Given that Senate Republicans have started getting positive press for slowly abandoning climate denial rhetoric, one might expect their House counterparts to similarly eschew the hardline denial position. But one would be wrong.
While the main witnesses for the panel will be a few of the actual scientists who wrote the report, Republicans invited two of the biggest deniers on the planet to respond: Patrick Moore and Marc Morano.

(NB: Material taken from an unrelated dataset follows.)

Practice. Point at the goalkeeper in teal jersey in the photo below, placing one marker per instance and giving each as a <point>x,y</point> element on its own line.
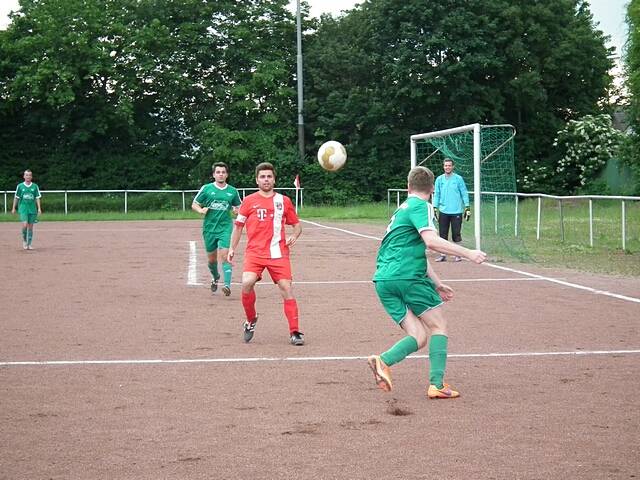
<point>216,201</point>
<point>27,199</point>
<point>410,291</point>
<point>451,202</point>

We recently talked about Trump’s tweet about Patrick Moore, the industry lobbyist and Roundup safety hypocrite who claims to be a co-founder of Greenpeace, something that’s not exactly true but is now pretty much beside the point. Regardless of his past connection to the organization, for decades Moore has been a staunch advocate for the industries that pay him, including nuclear power, mining, logging, plastics, and now, fossil fuels. Moore was recently named Chairman of the Board of Directors for the CO2 Coalition, a group funded by the Kochs, Mercers, and other conservative foundations.
Moore and Morano have been tag-teaming on behalf of industry for decades now, and they’re not shy about it. In seeking to cast doubt on this IPBES study, as is their job, they hearkened back to 2000, when “reporter” Morano interviewed Moore for a “documentary” about deforestation in the Amazon.
Moore’s argument, which you’re likely to see a permutation of, is that extinction warnings like the IPBES study rely on computer modeling of species, and not actually counting animals. We expect him to point to the fact that the IPBES report relies on the IUCN red list, which only says some 28,000 species are at risk of extinction, rather than the million species IPBES found. This discrepancy is because the IUCN’s remit is solely already documented species, and not those that we haven’t yet discovered, catalogued and studied. But IUCN explicitly praised the IPBES report, so if Moore relies on IUCN to debunk the report, he’ll be directly contradicting the organization’s own statement.
Based on past attacks, Moore’s also apt to indulge in one of the most blatantly illogical denial approaches by pointing out that extinction events have occurred in the past, either with or without human help, and therefore this isn’t a problem. But that’s just as bogus as similar claims that warming can’t worsen wildfires because fires have happened before humans existed--the (il)logical equivalent of a detective saying that murder’s impossible because people die naturally.
Meanwhile, Morano’s whole schtick is conspiracy theories: we can expect him to trot out the usual denial line about scientists’ secret desire for world domination. When talking about the report on Fox News recently, Morano claimed that the independent academics at IPBES are actually “a self-interested lobbying organization.”
This is, of course, the epitome of irony, considering that Morano’s employer CFACT has gotten grants from Exxon (including $180,000 specifically for climate change work) the utility industry lobby group EEI, Chevron, Ford and DiamlerChrysler. In 2015 and 2016 it also received Koch money. According to Peabody Coal’s bankruptcy filings, the coal giant funded CFACT in 2016 as well.
Folks keen to see a shift in how the GOP is handling environmental issues should be wary of reading too much into green overtures in the Senate, as clearly Republicans in the House aren’t ready to end its embrace of industry-funded denial.
And those who are suckered in by the obvious propaganda might soon find themselves filled with buyer’s reMoorese.